Ce choix tient aussi compte du report des élections provinciales désormais attendues d’ici fin juin 2026. En revanche, un point de friction apparaît : la ministre n’a pas évoqué les municipales, prévues les 15 et 22 mars. Faut-il y voir un silence volontaire ou une simple prudence dans la communication ? Pour l’heure, l’État ne tranche pas. Mais une consultation simultanée avec un scrutin municipal poserait des questions logistiques majeures.
Le gouvernement, conscient du risque de confusion, veut “éclairer” les Calédoniens. C’est un point clé. L’accord de Bougival est un texte cadre dense, technique et souvent mal compris. Un document explicatif, inspiré de ceux utilisés lors des référendums sur l’indépendance, est désormais envisagé. La ministre veut offrir aux électeurs des réponses précises : conséquences d’un oui, conséquences d’un non, articulation avec les futures lois organiques. Un effort salutaire, surtout dans un contexte où certains acteurs politiques alimentent, volontairement ou non, la confusion.
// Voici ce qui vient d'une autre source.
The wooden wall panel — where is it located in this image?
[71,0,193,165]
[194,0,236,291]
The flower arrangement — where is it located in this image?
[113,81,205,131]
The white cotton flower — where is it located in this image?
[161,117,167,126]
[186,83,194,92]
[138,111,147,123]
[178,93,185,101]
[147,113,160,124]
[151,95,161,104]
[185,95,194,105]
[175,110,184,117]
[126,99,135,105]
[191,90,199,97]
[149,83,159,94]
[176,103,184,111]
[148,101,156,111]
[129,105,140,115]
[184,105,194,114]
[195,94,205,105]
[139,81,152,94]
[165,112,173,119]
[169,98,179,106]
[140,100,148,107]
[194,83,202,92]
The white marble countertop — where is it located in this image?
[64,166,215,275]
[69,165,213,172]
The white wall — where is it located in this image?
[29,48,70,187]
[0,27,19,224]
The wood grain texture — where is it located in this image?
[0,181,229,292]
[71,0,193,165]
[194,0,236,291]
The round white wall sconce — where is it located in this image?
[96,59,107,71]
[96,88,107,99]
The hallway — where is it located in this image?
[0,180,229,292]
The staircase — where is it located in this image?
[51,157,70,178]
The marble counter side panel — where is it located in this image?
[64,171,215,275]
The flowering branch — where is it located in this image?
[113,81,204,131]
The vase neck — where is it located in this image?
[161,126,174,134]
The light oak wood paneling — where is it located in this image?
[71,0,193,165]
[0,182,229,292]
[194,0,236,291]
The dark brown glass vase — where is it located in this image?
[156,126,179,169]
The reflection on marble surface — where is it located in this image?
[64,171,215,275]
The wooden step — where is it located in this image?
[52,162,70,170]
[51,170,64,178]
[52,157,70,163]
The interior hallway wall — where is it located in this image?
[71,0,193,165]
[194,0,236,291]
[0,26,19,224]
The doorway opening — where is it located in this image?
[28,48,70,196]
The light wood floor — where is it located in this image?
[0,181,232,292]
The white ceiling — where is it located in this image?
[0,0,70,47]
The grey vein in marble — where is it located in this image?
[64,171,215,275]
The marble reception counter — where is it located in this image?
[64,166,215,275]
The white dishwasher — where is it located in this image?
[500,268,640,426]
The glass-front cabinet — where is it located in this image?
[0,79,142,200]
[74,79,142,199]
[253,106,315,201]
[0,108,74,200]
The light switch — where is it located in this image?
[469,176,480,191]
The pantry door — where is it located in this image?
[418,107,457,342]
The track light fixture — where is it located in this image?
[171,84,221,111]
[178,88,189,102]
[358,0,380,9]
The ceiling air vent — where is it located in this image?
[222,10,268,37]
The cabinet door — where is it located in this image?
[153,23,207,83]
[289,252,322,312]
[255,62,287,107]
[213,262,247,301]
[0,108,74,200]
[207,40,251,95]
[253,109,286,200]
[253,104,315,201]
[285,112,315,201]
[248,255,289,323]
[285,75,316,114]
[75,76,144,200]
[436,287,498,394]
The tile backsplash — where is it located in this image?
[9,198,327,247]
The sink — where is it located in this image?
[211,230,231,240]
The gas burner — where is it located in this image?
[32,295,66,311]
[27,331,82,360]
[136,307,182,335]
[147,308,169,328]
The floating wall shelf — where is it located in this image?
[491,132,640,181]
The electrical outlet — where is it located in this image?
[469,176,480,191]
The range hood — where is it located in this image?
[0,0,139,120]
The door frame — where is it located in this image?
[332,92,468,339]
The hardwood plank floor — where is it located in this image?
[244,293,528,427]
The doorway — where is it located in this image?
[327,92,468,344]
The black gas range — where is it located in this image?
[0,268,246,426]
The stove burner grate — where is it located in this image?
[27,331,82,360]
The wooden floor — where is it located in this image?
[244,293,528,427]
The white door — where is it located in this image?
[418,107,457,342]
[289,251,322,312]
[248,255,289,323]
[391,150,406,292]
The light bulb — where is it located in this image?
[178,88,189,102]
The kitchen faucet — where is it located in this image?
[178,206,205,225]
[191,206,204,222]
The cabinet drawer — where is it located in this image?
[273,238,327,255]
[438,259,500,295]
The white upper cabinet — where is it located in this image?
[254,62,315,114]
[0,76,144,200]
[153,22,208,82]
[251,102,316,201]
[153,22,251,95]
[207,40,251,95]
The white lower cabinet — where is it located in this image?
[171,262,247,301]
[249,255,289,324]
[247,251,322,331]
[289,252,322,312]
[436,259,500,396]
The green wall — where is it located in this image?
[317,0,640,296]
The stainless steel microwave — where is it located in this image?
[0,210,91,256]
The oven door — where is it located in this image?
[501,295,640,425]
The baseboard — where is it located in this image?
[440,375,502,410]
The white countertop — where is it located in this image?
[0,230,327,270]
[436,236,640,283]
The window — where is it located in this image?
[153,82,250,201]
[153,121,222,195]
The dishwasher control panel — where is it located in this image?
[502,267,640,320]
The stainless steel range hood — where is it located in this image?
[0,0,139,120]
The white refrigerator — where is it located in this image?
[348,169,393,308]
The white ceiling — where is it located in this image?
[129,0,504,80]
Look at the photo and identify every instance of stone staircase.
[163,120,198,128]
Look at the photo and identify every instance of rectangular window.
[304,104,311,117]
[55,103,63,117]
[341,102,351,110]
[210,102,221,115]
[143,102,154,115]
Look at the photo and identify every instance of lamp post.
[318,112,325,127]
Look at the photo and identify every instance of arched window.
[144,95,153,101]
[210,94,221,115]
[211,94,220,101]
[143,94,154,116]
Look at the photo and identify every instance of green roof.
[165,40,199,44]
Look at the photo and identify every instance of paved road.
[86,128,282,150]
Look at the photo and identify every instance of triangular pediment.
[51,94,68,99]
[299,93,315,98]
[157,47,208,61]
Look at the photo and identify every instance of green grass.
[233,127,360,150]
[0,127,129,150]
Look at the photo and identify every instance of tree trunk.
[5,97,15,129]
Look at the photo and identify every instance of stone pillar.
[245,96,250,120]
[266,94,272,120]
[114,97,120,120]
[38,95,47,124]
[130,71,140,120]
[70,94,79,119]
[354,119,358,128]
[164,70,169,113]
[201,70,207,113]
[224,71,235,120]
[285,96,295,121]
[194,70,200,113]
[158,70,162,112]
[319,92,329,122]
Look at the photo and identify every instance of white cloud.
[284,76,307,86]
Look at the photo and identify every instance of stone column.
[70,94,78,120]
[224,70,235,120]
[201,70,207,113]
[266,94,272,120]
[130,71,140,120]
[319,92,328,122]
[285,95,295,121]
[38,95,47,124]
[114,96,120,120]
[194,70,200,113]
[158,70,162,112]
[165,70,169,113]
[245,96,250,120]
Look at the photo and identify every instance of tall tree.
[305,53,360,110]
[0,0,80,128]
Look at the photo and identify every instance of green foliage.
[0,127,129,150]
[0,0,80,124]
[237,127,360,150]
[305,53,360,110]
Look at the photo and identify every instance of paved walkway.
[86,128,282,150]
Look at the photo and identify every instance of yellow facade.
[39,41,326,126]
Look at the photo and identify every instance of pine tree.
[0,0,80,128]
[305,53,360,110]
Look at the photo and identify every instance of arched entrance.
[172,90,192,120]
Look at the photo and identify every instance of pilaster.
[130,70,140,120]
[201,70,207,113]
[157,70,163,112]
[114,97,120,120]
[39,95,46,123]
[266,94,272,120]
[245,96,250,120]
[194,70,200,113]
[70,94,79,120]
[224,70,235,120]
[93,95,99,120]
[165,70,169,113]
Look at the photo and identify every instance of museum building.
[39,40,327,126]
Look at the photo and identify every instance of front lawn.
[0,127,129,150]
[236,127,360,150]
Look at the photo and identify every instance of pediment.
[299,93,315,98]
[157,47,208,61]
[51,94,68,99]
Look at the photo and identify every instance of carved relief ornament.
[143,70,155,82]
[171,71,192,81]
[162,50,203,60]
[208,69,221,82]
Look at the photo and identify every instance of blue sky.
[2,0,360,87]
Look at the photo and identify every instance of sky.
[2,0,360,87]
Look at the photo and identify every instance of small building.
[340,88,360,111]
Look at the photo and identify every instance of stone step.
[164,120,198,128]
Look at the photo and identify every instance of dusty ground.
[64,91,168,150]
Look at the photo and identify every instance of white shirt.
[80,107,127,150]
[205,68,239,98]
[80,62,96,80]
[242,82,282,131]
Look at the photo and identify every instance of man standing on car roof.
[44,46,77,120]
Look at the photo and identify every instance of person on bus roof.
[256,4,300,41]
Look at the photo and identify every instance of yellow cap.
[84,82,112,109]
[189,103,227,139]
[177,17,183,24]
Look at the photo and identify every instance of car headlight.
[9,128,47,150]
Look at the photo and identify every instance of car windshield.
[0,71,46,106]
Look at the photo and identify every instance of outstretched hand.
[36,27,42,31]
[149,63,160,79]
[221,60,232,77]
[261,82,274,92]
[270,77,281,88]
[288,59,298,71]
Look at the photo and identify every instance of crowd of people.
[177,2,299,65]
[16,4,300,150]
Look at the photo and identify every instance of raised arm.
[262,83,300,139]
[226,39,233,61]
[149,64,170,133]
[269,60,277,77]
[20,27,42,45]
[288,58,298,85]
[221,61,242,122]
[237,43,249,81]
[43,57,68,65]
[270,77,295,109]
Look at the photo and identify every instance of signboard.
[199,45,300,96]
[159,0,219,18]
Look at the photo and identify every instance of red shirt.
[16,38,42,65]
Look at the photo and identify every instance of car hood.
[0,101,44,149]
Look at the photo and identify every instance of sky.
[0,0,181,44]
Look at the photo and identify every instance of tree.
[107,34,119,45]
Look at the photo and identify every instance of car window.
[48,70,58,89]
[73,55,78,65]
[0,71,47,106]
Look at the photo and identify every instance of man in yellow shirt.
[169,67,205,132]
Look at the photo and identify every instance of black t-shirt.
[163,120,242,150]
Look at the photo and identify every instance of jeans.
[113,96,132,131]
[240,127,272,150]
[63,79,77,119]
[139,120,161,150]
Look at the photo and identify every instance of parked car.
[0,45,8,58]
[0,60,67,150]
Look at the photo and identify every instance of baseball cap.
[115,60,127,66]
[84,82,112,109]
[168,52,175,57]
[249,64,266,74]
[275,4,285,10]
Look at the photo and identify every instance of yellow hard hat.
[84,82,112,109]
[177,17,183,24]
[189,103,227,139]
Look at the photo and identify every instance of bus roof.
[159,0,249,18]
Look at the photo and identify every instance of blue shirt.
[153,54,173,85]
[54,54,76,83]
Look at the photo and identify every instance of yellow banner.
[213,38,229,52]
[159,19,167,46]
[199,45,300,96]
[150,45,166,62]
L’enjeu est simple : un scrutin sincère exige une population informée. Pas un débat émotionnel, mais un vote rationnel sur l’avenir institutionnel du territoire.
Un État ferme sur la sécurité : pas de nouvelle prison, mais un plan réaliste
Face aux questions des sénateurs, Naïma Moutchou a également clarifié un sujet explosif : l’abandon du projet de nouvelle prison en Nouvelle-Calédonie. Elle l’assume : construire un établissement neuf sur la presqu’île de Ducos coûterait 500 (60 milliards de francs CFP) à 800 millions d’euros (96 milliards de francs CFP) et demanderait 7 à 10 ans de chantier, dans un territoire où le foncier manque et où la surpopulation carcérale atteint des niveaux intolérables.
Dans une ligne résolument pragmatique, la ministre rejette le “doux rêve” d’un méga-chantier irréaliste. À la place, elle défend une solution plus efficace et immédiate : la création d’un centre de semi-liberté, afin de soulager le Camp-Est, d’extraire 50 à 100 profils des cellules saturées et de renforcer les activités d’insertion pour les détenus les moins dangereux.
Cette stratégie, appuyée par le procureur Yves Dupas, est simple : désencombrer, encadrer, réinsérer et éviter que les équipes pénitentiaires ne continuent de travailler dans des conditions intenables. Un discours de fermeté et de réalisme, loin des promesses intenables du passé.
À travers son audition, Naïma Moutchou a envoyé un signal politique clair : l’État reprend la main, assume ses choix et refuse de laisser la Nouvelle-Calédonie s’enliser dans l’ambiguïté institutionnelle ou sécuritaire. Accord de Bougival, consultation citoyenne, corps électoral spécial, document d’information, centre de semi-liberté : les décisions se structurent, les échéances se rapprochent et la logique de responsabilité reprend enfin le dessus.
Si la consultation se tient en mars, comme annoncé, ce sera un moment de vérité pour un territoire qui a trop longtemps vécu dans l’incertitude. L’heure n’est plus aux incantations : elle est au choix, à la clarté et à la cohérence.